The Git LFS solution is much simpler than the previous self-implemented solution. We need to install git lfs on the basis of installing git. Taking Windows as an example, the command is as follows

git lfs install

Model download

We still use bert-base-chinese as an example to download. Open the specific model page and you can see a Use in Transformers button in the upper right corner.

Click the Button and we can see the specific download command.

Execute the copy command in the terminal and you can download it. The format after downloading is the same as the previously implemented code, but in terms of user experience, this method is obviously more elegant!

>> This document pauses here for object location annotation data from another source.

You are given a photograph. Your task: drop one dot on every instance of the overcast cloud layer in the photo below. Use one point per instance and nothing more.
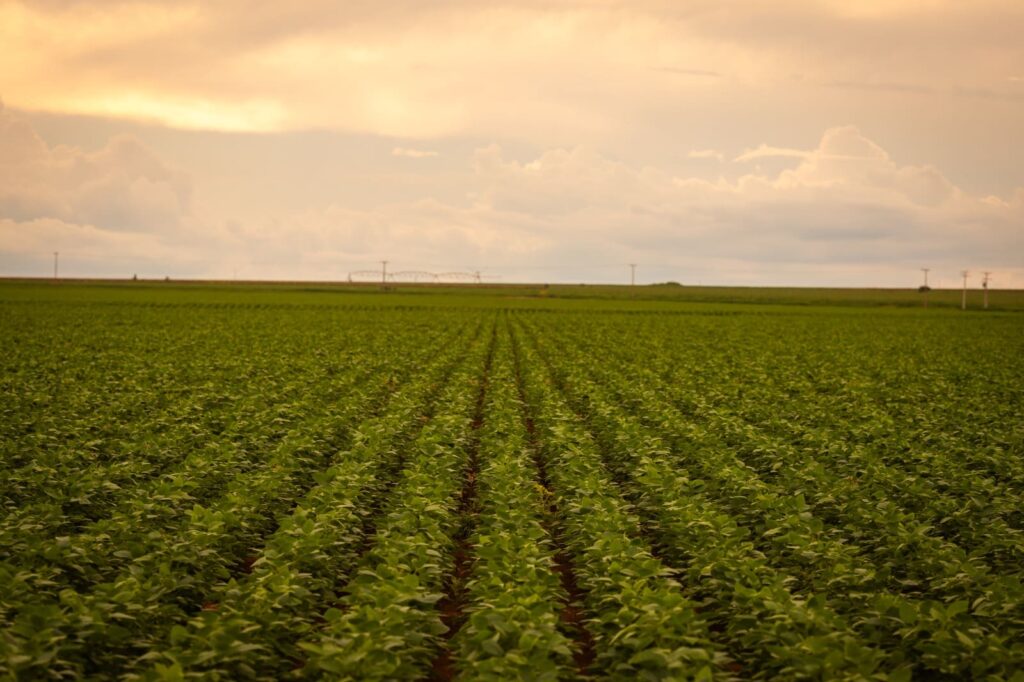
(737, 142)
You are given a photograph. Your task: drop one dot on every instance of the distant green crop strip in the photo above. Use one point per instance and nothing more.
(231, 482)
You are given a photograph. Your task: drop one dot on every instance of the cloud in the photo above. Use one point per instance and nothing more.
(121, 186)
(428, 70)
(706, 154)
(766, 152)
(847, 213)
(413, 154)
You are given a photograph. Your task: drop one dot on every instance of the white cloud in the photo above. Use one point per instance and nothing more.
(412, 153)
(122, 186)
(706, 154)
(847, 213)
(766, 152)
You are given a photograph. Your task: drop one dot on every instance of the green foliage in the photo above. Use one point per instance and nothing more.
(236, 484)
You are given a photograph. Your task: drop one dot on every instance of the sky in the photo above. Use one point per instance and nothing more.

However, this solution also has certain problems, that is, all files in the warehouse will be downloaded, which will greatly extend the model download time. We can see that the directory contains three different framework model files: flax_model.msgpack, tf_model.h5 and pytorch_model.bin. In the bert-base-uncased version, there is also a rust version of the rust_model.ot model. If we If you only want one version of the model file, this solution cannot be implemented.

If we want to accurately download the model, we can also use Hugging Face Hub. This solution is introduced below.